4. TAKE THE TIME TO PROPERLY WIND DOWN.

Getting up early starts the night before, and there are a few things you should do before hitting the sack at night.

“Set an alarm to fall asleep,” Torgerson says. “Having a set bedtime helps you stay responsible to yourself, instead of letting yourself get caught up in a book or Netflix and avoid going to sleep.”

Torgerson adds that practicing yoga or meditation before bed can help relax your mind and body, too. This way, your mind isn’t bouncing from thought to thought in a flurry before you go to bed. If you find yourself feeling anxious before bed, it might help to write in a journal. This way, you can get these nagging thoughts out of your head and onto paper.

Focus on relaxing at night and stay away from not just exercise, but mentally stimulating activities, too. If watching the news gets your blood boiling, for example, you probably want to turn it off an hour or so before bedtime.

5. GET YOUR DAILY DOSE OF LIGHT.

Light has a immense effect on your circadian rhythm—whether it’s the blue light from your phone as you scroll through Instagram, or the bright sunlight of being outdoors on your lunch break. In a study published in the Journal of Clinical Sleep Medicine, scientists compared the sleep quality of 27 subjects who worked in windowless environments with 22 subjects who were exposed to significantly more natural light during the day.

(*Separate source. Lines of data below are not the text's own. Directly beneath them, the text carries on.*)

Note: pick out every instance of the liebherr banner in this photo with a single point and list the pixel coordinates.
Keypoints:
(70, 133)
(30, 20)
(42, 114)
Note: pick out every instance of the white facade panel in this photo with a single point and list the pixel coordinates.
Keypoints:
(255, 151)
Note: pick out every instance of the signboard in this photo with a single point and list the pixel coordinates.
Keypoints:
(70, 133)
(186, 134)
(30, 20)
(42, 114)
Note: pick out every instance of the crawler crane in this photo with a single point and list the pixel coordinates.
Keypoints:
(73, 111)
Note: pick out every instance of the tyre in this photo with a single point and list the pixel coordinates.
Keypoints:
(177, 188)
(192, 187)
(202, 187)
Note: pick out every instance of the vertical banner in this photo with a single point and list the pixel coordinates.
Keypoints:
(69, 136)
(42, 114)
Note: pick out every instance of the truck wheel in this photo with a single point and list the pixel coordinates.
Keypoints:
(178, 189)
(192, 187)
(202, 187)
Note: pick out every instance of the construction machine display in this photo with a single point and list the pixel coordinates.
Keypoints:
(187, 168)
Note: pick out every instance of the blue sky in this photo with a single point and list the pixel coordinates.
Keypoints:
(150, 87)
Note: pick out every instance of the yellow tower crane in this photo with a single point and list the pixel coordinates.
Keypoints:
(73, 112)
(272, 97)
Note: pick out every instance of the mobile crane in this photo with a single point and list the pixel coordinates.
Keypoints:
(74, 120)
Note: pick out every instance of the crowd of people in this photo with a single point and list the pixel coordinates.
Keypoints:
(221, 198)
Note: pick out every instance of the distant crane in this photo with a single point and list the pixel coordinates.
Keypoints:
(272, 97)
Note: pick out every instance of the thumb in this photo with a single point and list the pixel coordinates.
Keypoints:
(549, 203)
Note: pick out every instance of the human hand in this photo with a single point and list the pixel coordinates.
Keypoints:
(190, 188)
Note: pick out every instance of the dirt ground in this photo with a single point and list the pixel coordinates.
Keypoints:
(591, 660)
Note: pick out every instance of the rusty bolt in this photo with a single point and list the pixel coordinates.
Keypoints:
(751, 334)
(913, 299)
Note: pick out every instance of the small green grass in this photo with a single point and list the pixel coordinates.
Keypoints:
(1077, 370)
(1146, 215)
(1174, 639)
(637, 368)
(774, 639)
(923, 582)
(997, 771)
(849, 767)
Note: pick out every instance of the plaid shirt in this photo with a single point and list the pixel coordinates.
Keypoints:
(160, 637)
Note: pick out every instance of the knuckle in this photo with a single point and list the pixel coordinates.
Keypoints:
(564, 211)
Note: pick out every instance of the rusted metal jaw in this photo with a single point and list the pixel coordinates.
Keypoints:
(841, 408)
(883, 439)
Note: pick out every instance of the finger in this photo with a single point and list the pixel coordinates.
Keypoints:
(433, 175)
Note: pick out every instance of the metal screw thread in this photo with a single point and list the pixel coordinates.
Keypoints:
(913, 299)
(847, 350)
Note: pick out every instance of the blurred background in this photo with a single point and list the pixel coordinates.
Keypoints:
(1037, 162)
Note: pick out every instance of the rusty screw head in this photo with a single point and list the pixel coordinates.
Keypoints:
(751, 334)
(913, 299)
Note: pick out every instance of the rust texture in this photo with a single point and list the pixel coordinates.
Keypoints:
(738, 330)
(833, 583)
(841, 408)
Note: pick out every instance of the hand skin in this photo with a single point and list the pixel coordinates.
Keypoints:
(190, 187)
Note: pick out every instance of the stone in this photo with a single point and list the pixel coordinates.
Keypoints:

“Workers in windowless environments reported poorer scores than their counterparts on two SF-36 dimensions—role limitation due to physical problems and vitality—as well as poorer overall sleep quality," the study concluded. "Compared to the group without windows, workers with windows at the workplace had more light exposure during the workweek, a trend toward more physical activity, and longer sleep duration as measured by actigraphy.”

Thus, exposing yourself to bright light during the day may actually help you sleep better at night, which will go a long way toward helping you wake up refreshed in the morning.

Conversely, too much blue light can actually disturb your sleep schedule at night. This means you probably want to limit your screen time as your bedtime looms closer.

Finally, once you do get into the habit of waking up earlier, stick to that schedule on the weekends as much as possible. The urge to sleep in is strong, but as Torgerson says, “you won't want your body and brain to reacclimate to sleeping in and snoozing.”